Full coverage car insurance distinguished from standard
In all but three of the US states, you will commit a criminal offense if you drive on a public road without a valid liability policy in force. Other than that, the amount of insurance you carry is for you to decide. If you have no significant assets and have not borrowed money to buy your vehicle, basic liability will probably be enough for you. But if you have assets and you have borrowed money to buy the vehicle, you will have to buy full coverage.
Most lenders make it a condition of a car loan that you take out both collision and comprehensive coverage. The reason is the wider the coverage, the greater the protection for the lender. Unfortunately most vehicles depreciate fast and, if you are unlucky and total the vehicle, the insurer will only pay out the fair market value of the vehicle.

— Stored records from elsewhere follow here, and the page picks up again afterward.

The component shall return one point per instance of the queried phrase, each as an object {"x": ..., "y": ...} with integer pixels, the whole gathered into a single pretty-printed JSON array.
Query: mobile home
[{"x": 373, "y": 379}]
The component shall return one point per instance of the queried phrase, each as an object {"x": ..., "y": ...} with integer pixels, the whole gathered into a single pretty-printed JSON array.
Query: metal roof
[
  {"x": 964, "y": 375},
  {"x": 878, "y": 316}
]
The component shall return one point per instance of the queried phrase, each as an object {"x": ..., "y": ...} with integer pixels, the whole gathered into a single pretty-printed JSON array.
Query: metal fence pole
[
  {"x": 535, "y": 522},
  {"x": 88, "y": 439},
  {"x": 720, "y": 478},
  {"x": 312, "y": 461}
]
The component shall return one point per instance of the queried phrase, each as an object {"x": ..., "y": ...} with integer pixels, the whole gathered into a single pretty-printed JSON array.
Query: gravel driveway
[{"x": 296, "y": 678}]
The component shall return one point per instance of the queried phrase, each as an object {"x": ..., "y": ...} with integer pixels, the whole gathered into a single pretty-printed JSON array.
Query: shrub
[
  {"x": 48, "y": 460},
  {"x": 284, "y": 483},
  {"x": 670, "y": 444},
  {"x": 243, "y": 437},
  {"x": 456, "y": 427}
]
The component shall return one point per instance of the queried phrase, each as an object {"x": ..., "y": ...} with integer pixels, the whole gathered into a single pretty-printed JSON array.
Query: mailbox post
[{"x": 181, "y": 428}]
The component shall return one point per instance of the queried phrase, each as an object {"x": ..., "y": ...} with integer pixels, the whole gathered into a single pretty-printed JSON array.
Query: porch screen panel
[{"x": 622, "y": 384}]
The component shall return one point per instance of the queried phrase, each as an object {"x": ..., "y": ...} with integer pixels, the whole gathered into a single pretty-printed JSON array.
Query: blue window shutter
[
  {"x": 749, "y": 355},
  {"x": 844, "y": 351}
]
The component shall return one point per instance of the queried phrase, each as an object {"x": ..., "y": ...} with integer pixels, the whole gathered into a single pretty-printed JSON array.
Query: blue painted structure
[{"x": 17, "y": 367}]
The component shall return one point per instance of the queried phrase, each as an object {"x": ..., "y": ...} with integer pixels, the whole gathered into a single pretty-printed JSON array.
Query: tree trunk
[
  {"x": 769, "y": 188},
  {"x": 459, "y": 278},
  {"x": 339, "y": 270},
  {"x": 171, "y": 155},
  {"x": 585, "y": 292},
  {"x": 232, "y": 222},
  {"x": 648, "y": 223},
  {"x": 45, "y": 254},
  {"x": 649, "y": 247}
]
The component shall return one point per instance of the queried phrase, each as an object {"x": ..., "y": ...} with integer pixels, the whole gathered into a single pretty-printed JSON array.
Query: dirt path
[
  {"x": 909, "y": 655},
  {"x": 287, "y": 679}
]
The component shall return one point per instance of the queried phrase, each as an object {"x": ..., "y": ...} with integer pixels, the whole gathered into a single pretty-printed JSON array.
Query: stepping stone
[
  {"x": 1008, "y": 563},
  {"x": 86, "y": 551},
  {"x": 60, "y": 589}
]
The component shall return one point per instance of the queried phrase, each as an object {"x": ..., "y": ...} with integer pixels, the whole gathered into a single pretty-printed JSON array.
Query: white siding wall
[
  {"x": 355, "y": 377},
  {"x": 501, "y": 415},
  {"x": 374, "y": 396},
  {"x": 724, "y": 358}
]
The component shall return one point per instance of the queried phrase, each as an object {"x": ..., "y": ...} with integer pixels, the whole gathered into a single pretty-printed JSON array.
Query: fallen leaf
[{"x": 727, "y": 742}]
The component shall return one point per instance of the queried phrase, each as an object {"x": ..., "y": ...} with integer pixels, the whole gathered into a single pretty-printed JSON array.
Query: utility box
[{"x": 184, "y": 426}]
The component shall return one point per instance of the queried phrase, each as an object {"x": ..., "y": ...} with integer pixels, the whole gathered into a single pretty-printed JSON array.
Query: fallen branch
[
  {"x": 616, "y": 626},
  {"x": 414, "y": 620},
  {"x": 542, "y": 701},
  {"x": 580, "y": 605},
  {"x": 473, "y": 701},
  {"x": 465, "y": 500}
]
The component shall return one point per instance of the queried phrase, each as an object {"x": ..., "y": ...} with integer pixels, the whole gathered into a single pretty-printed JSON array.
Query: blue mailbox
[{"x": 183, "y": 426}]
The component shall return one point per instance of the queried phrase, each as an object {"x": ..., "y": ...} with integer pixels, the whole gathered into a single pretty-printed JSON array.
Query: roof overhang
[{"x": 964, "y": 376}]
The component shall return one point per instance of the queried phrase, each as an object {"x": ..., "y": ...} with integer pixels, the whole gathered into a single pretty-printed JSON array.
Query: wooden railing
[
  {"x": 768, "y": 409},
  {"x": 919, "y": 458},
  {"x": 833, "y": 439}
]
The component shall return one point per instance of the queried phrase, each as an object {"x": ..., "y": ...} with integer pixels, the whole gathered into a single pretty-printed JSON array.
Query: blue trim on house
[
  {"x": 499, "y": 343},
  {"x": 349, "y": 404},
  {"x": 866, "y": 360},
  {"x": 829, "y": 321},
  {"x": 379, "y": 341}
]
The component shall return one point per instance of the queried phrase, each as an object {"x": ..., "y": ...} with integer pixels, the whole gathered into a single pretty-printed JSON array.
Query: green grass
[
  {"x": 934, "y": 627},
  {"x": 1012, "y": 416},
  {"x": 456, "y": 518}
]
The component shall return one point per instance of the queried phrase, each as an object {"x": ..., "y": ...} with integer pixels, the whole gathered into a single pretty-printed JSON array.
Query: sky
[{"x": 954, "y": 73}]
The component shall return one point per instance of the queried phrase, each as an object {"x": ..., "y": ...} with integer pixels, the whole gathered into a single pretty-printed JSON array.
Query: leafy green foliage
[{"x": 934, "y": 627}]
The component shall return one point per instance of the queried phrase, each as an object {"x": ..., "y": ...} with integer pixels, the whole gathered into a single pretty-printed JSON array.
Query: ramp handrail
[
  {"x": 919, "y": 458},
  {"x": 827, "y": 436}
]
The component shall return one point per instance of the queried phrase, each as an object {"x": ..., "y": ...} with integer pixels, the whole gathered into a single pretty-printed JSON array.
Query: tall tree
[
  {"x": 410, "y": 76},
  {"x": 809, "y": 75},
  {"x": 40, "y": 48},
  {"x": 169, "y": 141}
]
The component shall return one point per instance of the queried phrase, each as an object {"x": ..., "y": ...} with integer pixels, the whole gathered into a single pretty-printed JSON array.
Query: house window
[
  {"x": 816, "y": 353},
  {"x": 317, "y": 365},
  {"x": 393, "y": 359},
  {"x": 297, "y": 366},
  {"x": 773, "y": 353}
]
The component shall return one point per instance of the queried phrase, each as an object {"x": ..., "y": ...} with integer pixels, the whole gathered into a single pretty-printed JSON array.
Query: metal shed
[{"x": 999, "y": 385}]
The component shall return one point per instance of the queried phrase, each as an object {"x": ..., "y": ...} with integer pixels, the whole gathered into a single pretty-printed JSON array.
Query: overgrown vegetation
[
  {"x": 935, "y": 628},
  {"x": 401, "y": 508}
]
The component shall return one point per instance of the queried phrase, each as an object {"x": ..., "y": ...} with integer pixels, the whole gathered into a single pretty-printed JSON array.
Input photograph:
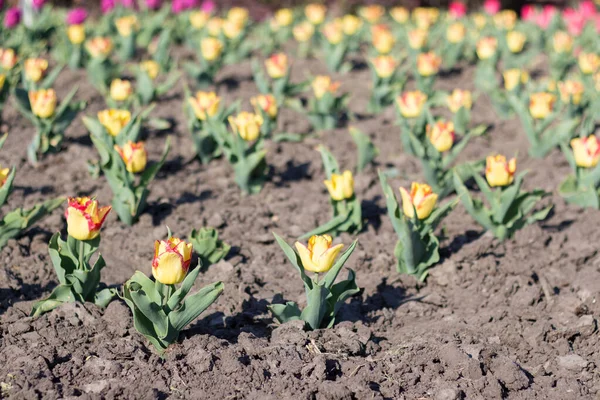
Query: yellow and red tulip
[
  {"x": 85, "y": 217},
  {"x": 421, "y": 198},
  {"x": 171, "y": 262},
  {"x": 319, "y": 255},
  {"x": 43, "y": 102},
  {"x": 114, "y": 120},
  {"x": 499, "y": 171},
  {"x": 586, "y": 151}
]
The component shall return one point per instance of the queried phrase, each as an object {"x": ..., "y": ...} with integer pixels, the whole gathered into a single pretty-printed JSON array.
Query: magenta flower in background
[
  {"x": 76, "y": 16},
  {"x": 12, "y": 17},
  {"x": 457, "y": 9},
  {"x": 492, "y": 7}
]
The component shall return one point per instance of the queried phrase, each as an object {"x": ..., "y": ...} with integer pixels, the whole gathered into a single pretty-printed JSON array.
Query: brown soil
[{"x": 516, "y": 320}]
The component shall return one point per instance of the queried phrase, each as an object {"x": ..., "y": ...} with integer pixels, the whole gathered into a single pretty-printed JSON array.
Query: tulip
[
  {"x": 284, "y": 17},
  {"x": 76, "y": 34},
  {"x": 340, "y": 186},
  {"x": 411, "y": 103},
  {"x": 441, "y": 135},
  {"x": 334, "y": 31},
  {"x": 304, "y": 31},
  {"x": 498, "y": 171},
  {"x": 562, "y": 42},
  {"x": 322, "y": 84},
  {"x": 277, "y": 65},
  {"x": 457, "y": 9},
  {"x": 171, "y": 262},
  {"x": 127, "y": 25},
  {"x": 515, "y": 41},
  {"x": 571, "y": 91},
  {"x": 134, "y": 156},
  {"x": 351, "y": 24},
  {"x": 385, "y": 66},
  {"x": 4, "y": 172},
  {"x": 315, "y": 13},
  {"x": 85, "y": 217},
  {"x": 541, "y": 104},
  {"x": 8, "y": 59},
  {"x": 247, "y": 125},
  {"x": 588, "y": 62},
  {"x": 486, "y": 47},
  {"x": 456, "y": 32},
  {"x": 99, "y": 47},
  {"x": 371, "y": 13},
  {"x": 459, "y": 98},
  {"x": 399, "y": 14},
  {"x": 198, "y": 19},
  {"x": 211, "y": 48},
  {"x": 43, "y": 102},
  {"x": 120, "y": 89},
  {"x": 586, "y": 151},
  {"x": 383, "y": 39},
  {"x": 491, "y": 7},
  {"x": 266, "y": 103},
  {"x": 505, "y": 19},
  {"x": 417, "y": 38},
  {"x": 513, "y": 77},
  {"x": 205, "y": 104},
  {"x": 428, "y": 64},
  {"x": 12, "y": 17},
  {"x": 114, "y": 120},
  {"x": 421, "y": 198},
  {"x": 319, "y": 255},
  {"x": 35, "y": 69}
]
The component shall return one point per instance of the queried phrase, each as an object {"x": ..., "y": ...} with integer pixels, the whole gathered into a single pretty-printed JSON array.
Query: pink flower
[
  {"x": 457, "y": 9},
  {"x": 76, "y": 16},
  {"x": 12, "y": 17},
  {"x": 492, "y": 6}
]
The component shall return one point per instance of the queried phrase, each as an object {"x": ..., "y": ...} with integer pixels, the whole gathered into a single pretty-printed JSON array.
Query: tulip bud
[
  {"x": 134, "y": 156},
  {"x": 8, "y": 59},
  {"x": 515, "y": 41},
  {"x": 303, "y": 32},
  {"x": 571, "y": 91},
  {"x": 385, "y": 66},
  {"x": 588, "y": 62},
  {"x": 85, "y": 218},
  {"x": 586, "y": 151},
  {"x": 459, "y": 98},
  {"x": 172, "y": 258},
  {"x": 35, "y": 69},
  {"x": 205, "y": 104},
  {"x": 541, "y": 104},
  {"x": 247, "y": 125},
  {"x": 315, "y": 13},
  {"x": 513, "y": 77},
  {"x": 114, "y": 120},
  {"x": 411, "y": 103},
  {"x": 127, "y": 25},
  {"x": 428, "y": 64},
  {"x": 486, "y": 47},
  {"x": 340, "y": 186},
  {"x": 277, "y": 65},
  {"x": 421, "y": 198},
  {"x": 43, "y": 102},
  {"x": 319, "y": 256},
  {"x": 322, "y": 84},
  {"x": 266, "y": 103},
  {"x": 76, "y": 33},
  {"x": 120, "y": 89},
  {"x": 498, "y": 171}
]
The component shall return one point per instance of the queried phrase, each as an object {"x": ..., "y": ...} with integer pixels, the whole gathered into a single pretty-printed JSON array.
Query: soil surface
[{"x": 515, "y": 320}]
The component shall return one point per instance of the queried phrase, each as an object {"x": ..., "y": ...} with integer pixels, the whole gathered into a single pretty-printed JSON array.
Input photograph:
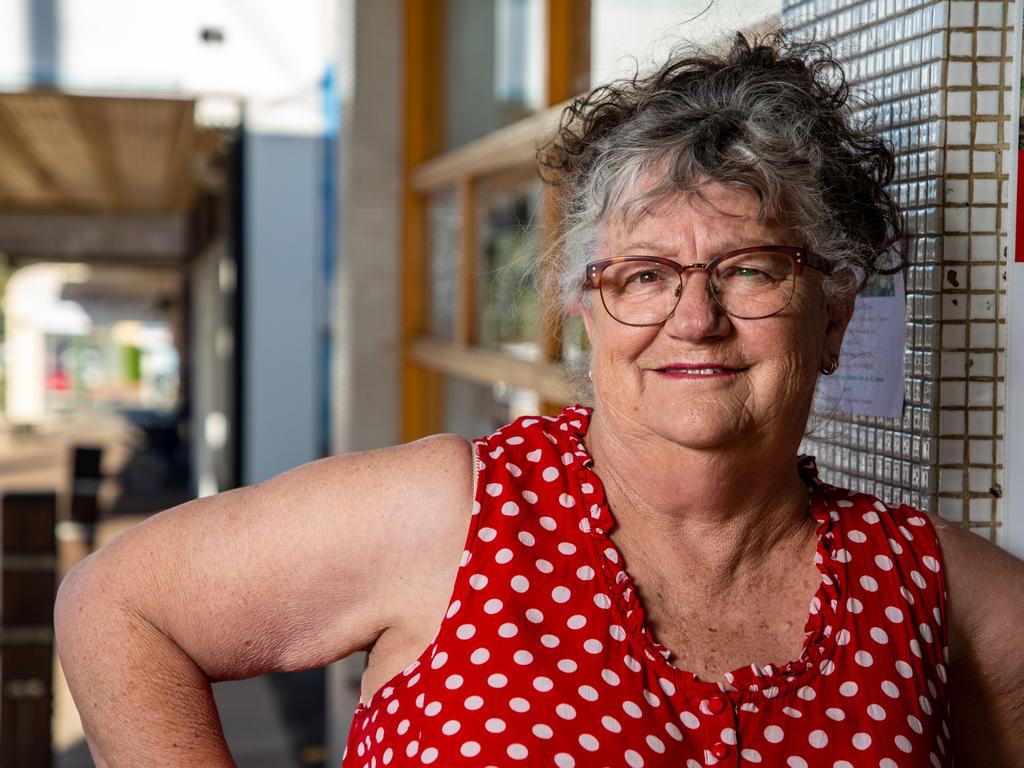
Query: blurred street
[{"x": 275, "y": 720}]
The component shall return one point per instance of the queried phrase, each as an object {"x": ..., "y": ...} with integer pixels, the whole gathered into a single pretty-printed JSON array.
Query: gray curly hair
[{"x": 773, "y": 118}]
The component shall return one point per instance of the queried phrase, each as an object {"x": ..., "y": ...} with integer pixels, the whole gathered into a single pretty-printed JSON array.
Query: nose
[{"x": 697, "y": 315}]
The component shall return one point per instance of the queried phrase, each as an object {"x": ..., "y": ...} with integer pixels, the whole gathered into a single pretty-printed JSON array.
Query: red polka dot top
[{"x": 543, "y": 657}]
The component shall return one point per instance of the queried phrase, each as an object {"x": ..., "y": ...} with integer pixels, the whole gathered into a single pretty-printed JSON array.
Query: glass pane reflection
[
  {"x": 495, "y": 65},
  {"x": 473, "y": 410},
  {"x": 442, "y": 239},
  {"x": 508, "y": 301}
]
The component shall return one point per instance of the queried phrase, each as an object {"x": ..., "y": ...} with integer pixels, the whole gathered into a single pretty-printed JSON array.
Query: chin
[{"x": 700, "y": 428}]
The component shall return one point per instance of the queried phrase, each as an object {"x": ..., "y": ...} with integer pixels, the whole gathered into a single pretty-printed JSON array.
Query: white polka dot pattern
[{"x": 544, "y": 659}]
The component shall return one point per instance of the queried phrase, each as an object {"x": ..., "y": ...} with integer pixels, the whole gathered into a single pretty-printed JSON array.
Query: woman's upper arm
[
  {"x": 299, "y": 570},
  {"x": 985, "y": 588}
]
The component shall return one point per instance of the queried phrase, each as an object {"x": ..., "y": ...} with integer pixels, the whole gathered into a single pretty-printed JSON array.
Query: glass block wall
[{"x": 938, "y": 77}]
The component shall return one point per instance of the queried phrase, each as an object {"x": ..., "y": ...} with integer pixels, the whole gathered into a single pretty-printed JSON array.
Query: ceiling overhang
[{"x": 99, "y": 176}]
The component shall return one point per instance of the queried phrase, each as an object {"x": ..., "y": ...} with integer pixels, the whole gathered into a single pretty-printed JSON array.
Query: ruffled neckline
[{"x": 753, "y": 681}]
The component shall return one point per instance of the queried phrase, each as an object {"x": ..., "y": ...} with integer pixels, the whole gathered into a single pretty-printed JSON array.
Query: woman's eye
[
  {"x": 645, "y": 278},
  {"x": 748, "y": 271}
]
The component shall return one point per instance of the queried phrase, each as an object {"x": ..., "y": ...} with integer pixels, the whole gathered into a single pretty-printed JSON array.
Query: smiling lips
[{"x": 701, "y": 370}]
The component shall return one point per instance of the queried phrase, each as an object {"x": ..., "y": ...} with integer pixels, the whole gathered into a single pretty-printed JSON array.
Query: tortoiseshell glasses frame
[{"x": 750, "y": 283}]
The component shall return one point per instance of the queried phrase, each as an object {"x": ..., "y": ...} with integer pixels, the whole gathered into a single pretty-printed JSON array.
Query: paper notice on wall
[{"x": 869, "y": 380}]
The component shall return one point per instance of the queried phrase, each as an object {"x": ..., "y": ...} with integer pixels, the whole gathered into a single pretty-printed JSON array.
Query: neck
[{"x": 720, "y": 512}]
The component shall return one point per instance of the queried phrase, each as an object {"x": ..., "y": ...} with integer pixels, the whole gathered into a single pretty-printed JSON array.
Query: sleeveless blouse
[{"x": 543, "y": 657}]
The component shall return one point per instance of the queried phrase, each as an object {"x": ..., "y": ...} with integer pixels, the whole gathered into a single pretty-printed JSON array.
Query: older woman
[{"x": 657, "y": 581}]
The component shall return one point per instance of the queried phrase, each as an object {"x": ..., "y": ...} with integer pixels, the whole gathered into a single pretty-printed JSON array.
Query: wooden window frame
[{"x": 428, "y": 170}]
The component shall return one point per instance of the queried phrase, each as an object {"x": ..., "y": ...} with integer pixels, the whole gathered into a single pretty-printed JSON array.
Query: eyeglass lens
[{"x": 748, "y": 286}]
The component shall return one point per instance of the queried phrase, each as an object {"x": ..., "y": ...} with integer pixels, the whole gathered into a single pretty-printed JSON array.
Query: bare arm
[
  {"x": 986, "y": 639},
  {"x": 288, "y": 574}
]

In most cases, this will pay off the loan but, if you have bought a new vehicle, you should consider buying gap coverage to bridge between the fair market value and the amount owing to the lender.
Obviously, only a fraudster decides to have an accident. Everyone else drives around hoping for the best. While this is a reasonable attitude for the metal and plastic in the vehicle, it does not work so well for the people. The cost of medical treatment has been rising faster than inflation for years. If people are more seriously injured, the total bill can be more than most standard policies cover. As part of full coverage you should therefore cover you personal injury costs and provide against high claims from everyone else. A really pessimistic driver would consider an umbrella policy to cover against the really high claims, e.g. you have the misfortune to hit a top banker driving a Bugatti Veyron and, during the time he is unable to work, he loses his bonus. That is a claim worth millions!
Coming back down to Earth, there are other elements to consider adding into the full coverage car insurance package. This includes breakdown provision from towing to a replacement vehicle while your’s is in the body shop. Quite how "full" you make your coverage depends on a balance between real risks and what you can afford. If money is no object, you can write in terms to cover against even remote risks. If you are on a budget, look very carefully at the small print to ensure you buy only what you need.